- The Washington Times - Monday, October 3, 2016

Father Joseph Philippe does not consider himself to be a hero — nor a particularly interesting subject for a documentary. However, filmmaker Jeff Kaufman believed otherwise, and followed the Haitian Catholic priest for years as he worked tirelessly to increase education and financial opportunities for poor, rural Haitians — especially women.

“I’m not somebody who really wants to talk about myself, to talk about what I’m doing,” Father Philippe told The Washington Times. “When I see something to be done, if I can do it, I just do it. I was very resistant [to the film]. But Jeff was so persistent.”

Sitting next to him, his director smiles and asks, “Was I right?”

“Father Joseph,” now available on demand, chronicles Father Philippe’s efforts to build a school and orphanage, and to help the Haitian poor become financially independent and increasingly literate. He even built The University of Fondwa, Haiti’s first rural college.

However, many of his friends and colleagues were murdered because of their advocacy on behalf of the poor, and disappear from the film before its closing credits.

“Even though the film is talking about my work, you see different people doing different things in Haiti,” Father Philippe, who speaks in heavily accented English, said. “And the best thing I have in my mind is a new type of Haitian citizen.”

Haiti is among the poorest countries in the Western Hemisphere, and for years has suffered under the yoke of corrupt leaders, sex trafficking, crushing poverty and rampant illiteracy. The Duvalier regime ruled the island for decades before an uprising in 1986.
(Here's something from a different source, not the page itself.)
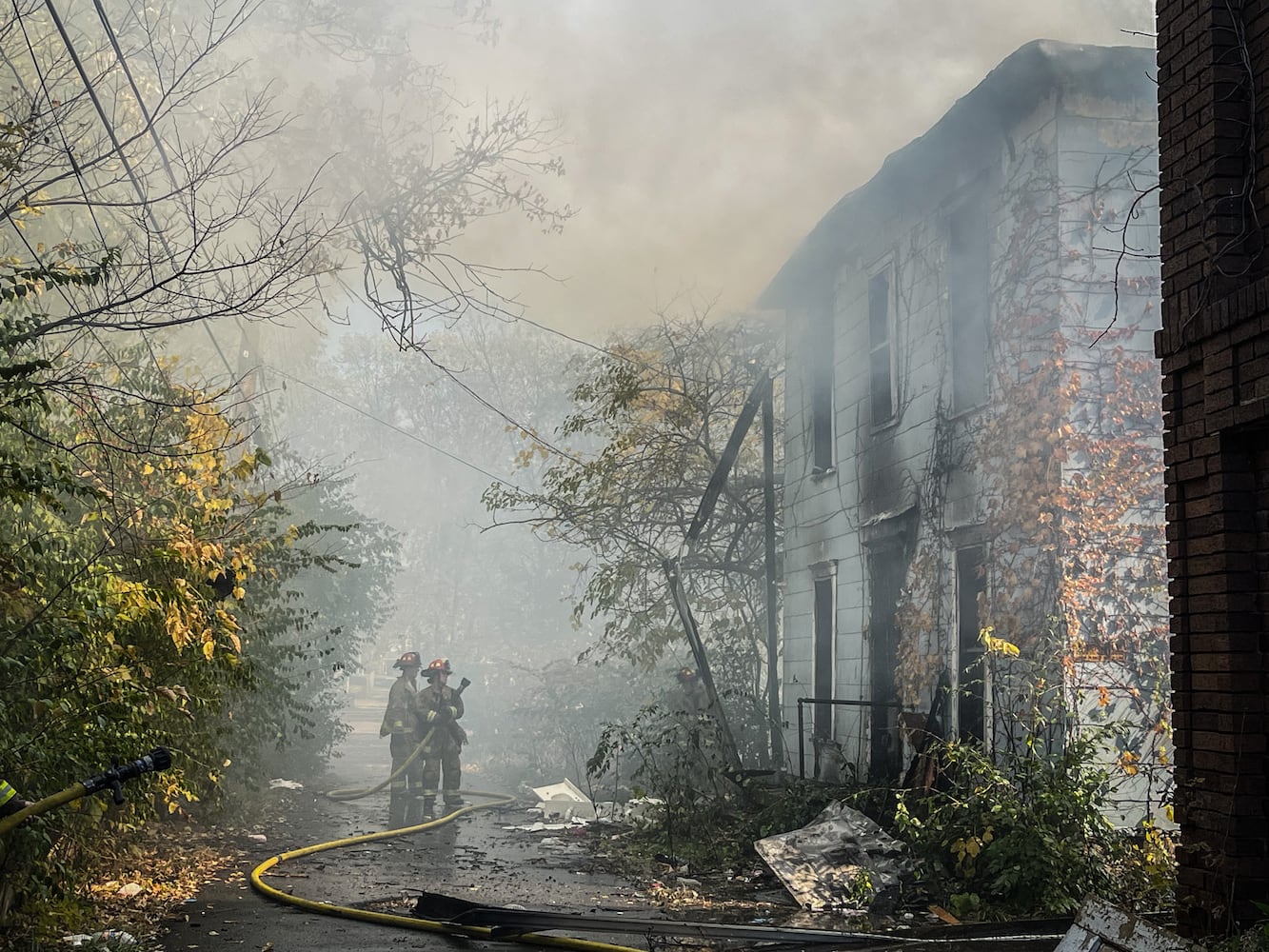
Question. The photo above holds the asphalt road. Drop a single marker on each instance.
(473, 859)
The devastating earthquake of 2010 only increased the Caribbean nation’s woes. What infrastructure in existence was all but wiped out. Over 230,000 people died, and donations from around the world were often siphoned away by criminal elements.

Amid the rubble, Father Philippe also struggled to rebuild.

“When I got the Haiti, the school was just flat,” said Mr. Kaufman. “You can imagine construction in the mountains of Haiti with barely a road, and yet somehow they had built this beautiful three-story school” before the earthquake.

Mr. Kaufman first met Father Philippe at a human rights event in Los Angeles. At the time, the director said he was seeking a new project that married his interests in faith and economic justice.

“I kind of bumped into this guy who pulled it all together,” Mr. Kaufman said of his subject. “He was laughing and charming at the same time. It just seemed like he was put in my path for a reason.”

Since he was not heretofore used to being on camera, Father Philippe said that Mr. Kaufman being a “good listener” helped him to open up for the documentary.

“He took time to understand and also to see the beauty of the work that has been done in Haiti,” he said. “Jeff has done more than a documentary.”

The film, which made the festival circuit earlier this year, has drawn praise not just from Catholics but from reviewers and advocates of all religious groups, including Muslim author Reza Aslan as well as prominent Jewish organizations.

Father Philippe said “Father Joseph” has given greater visibility to his cause, as well as better efforts at vetting sources of donations.

“We have identified four local grass-roots in [our] communities, and we have the select criteria,” he said. “Now each one is what we call a local development community. That’s one of the major things for us to rebuild from the ground up.”

“Every time I come back, there’s a little more up,” Mr. Kaufman said of the rebuilding. “Now it’s a beautiful structure,” he said, adding that his film shows how faith in action can lead to positive results.

In addition to the structure itself, clean water has been incorporated into the school’s infrastructure thanks to an APF-USA Foundation group called Raising Haiti, which accepts donations at RaisingHaiti.org.

“A lot of money goes to Haiti, but it doesn’t really go anywhere, but when you support a vetted grass-roots organization, a dollar is transformational,” Mr. Kaufman said.

Education, Father Philippe said, is key, but so is opportunity.

“I know how to rebuild Haiti, but I just need the resources to do it, Father Philippe said. “What I’m doing in Haiti can be replicated in any country wherever there are poor people. You first want to break the cycle of economic dependence, to break the cycle of poverty.”

“It was a long journey to get the film done,” Mr. Kaufman said, “but that also gave me a chance to see the wonder of [Father Philippe’s] work. So hopefully we can pass that on.”

“Father Joseph” is now available on video on demand.